No obstante, el Comité destaca el hecho de que los cambios políticos no deben realizarse a expensas de los ingresos para financiar la inversión social y los sistemas de protección social, o bajo el riesgo de reducir los derechos sociales y laborales. Por el contrario, aboga firmemente por la implementación del pilar europeo de los derechos sociales y la promoción de una convergencia ascendente en los estándares económicos y sociales. La resiliencia económica y social deben ir de la mano.

Los sistemas tributarios deben ser más justos y eficientes

En lo que respecta a la acción contra el fraude fiscal y la planificación fiscal agresiva que, deben contribuir a mejorar las finanzas públicas, el CESE está de acuerdo con el llamamiento a la acción de la Comisión. No obstante, considera que las normas de la Unión Europea deben aplicarse sin más demoras y también que deben adoptarse otras medidas más efectivas, incluidos los instrumentos para poner fin a las actividades ilícitas de los paraísos fiscales.

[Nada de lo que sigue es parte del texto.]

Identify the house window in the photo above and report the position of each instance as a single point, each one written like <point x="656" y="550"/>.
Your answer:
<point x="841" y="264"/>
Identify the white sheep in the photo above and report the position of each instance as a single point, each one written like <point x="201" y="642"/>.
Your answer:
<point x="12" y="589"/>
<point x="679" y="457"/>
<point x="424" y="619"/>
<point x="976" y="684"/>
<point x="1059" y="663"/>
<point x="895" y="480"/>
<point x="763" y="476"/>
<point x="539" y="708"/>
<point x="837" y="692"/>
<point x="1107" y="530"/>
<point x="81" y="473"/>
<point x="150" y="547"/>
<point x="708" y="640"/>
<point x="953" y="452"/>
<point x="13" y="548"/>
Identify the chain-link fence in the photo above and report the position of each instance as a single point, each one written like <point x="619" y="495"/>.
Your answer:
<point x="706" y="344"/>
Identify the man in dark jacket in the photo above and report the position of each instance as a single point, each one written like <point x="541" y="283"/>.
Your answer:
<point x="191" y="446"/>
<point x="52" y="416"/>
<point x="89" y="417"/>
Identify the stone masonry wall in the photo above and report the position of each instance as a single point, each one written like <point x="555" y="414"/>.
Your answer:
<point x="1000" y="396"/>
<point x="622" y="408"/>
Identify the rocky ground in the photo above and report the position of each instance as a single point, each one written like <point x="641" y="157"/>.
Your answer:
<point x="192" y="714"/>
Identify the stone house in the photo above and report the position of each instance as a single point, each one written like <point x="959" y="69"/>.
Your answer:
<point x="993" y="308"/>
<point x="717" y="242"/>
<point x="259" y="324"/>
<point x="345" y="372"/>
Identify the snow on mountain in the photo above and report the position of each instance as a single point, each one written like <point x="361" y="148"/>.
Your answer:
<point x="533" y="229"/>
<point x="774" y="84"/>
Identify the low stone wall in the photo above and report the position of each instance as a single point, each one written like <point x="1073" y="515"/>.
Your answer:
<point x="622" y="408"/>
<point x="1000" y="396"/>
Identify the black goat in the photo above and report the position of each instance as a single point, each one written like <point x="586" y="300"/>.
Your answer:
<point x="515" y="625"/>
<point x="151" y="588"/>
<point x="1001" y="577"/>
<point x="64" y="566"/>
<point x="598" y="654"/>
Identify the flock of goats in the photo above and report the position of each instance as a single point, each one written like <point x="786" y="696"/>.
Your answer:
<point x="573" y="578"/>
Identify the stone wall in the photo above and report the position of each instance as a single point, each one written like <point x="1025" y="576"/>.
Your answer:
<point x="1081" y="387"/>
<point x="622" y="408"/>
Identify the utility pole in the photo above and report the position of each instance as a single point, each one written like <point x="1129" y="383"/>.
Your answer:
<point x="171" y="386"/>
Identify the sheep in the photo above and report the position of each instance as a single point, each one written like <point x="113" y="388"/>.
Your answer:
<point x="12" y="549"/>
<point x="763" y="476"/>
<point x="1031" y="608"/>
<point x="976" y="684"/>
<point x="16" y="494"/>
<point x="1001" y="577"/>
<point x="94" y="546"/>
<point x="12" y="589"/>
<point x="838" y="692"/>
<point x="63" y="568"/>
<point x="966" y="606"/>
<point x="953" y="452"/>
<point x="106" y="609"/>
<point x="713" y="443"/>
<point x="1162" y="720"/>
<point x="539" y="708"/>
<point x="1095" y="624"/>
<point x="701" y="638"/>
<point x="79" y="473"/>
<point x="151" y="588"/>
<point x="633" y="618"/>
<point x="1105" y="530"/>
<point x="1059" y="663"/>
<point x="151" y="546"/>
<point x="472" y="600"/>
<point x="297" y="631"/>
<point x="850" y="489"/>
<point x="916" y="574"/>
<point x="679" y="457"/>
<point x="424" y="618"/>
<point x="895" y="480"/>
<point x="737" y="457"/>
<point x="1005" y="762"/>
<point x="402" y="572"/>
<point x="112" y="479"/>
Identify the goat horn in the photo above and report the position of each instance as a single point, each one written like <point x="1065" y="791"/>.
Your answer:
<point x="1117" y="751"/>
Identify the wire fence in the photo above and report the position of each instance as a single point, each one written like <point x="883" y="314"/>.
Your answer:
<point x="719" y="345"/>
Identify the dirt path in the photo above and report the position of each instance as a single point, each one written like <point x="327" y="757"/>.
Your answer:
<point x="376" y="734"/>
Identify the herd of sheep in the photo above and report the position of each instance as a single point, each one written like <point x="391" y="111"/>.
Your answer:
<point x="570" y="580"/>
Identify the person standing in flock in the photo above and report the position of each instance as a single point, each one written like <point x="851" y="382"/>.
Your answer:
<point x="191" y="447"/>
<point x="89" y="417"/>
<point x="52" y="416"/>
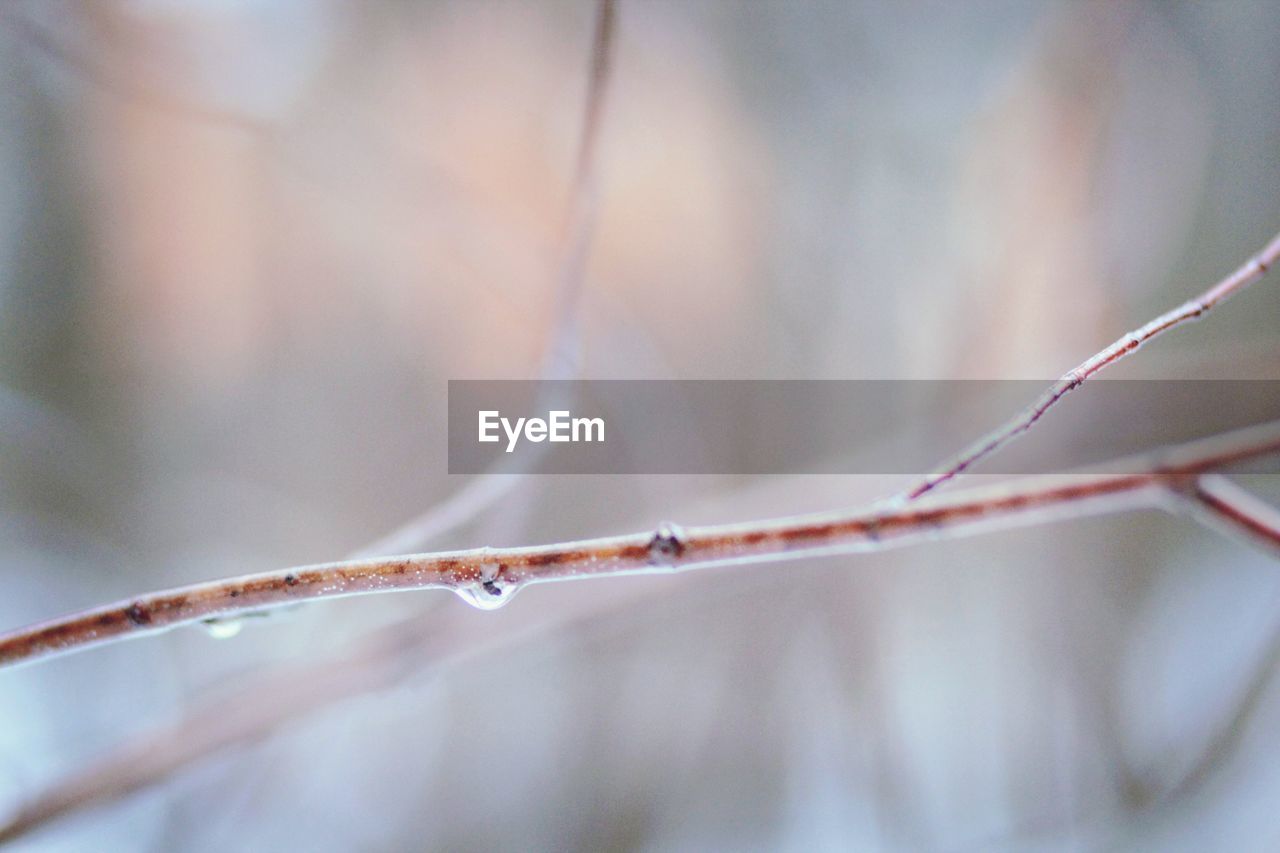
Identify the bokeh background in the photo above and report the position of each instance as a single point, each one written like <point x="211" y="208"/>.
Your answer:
<point x="243" y="243"/>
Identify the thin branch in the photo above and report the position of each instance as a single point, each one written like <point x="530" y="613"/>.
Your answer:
<point x="104" y="77"/>
<point x="1248" y="273"/>
<point x="560" y="360"/>
<point x="1228" y="507"/>
<point x="490" y="576"/>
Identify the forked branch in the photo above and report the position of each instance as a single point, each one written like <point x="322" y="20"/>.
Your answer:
<point x="1248" y="273"/>
<point x="1224" y="505"/>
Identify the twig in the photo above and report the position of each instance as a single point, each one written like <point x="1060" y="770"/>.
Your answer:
<point x="490" y="576"/>
<point x="560" y="360"/>
<point x="1248" y="273"/>
<point x="379" y="658"/>
<point x="131" y="90"/>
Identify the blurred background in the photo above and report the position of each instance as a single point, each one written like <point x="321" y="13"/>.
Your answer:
<point x="245" y="243"/>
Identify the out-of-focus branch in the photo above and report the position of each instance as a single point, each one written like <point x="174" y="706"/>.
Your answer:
<point x="561" y="356"/>
<point x="1248" y="273"/>
<point x="382" y="658"/>
<point x="490" y="576"/>
<point x="144" y="92"/>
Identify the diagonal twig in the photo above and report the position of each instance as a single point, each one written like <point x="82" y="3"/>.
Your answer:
<point x="1246" y="274"/>
<point x="490" y="576"/>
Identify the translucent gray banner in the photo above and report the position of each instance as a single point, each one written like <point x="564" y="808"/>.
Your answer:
<point x="827" y="427"/>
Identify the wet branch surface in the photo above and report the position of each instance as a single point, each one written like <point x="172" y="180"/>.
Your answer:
<point x="490" y="576"/>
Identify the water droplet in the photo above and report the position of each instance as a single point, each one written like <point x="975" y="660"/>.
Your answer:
<point x="223" y="628"/>
<point x="490" y="591"/>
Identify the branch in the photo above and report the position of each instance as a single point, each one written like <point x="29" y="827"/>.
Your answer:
<point x="104" y="77"/>
<point x="387" y="655"/>
<point x="489" y="576"/>
<point x="1248" y="273"/>
<point x="560" y="360"/>
<point x="1225" y="506"/>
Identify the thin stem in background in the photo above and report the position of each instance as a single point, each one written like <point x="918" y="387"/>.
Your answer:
<point x="1248" y="273"/>
<point x="490" y="576"/>
<point x="387" y="655"/>
<point x="561" y="356"/>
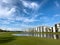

Tras las discusiones en el Eurogrupo y el Consejo ECOFIN del 21 y el 22 de enero, el CESE solicita a los Estados miembros que demuestren el compromiso necesario para superar con prontitud los desacuerdos aún existentes sobre estas cuestiones. Esto permitiría a los dirigentes europeos presentar a los ciudadanos y a sus organizaciones representativas una visión del futuro de la economía europea muy necesaria en vísperas de la Cumbre de Sibiu y de las elecciones europeas de mayo de 2019.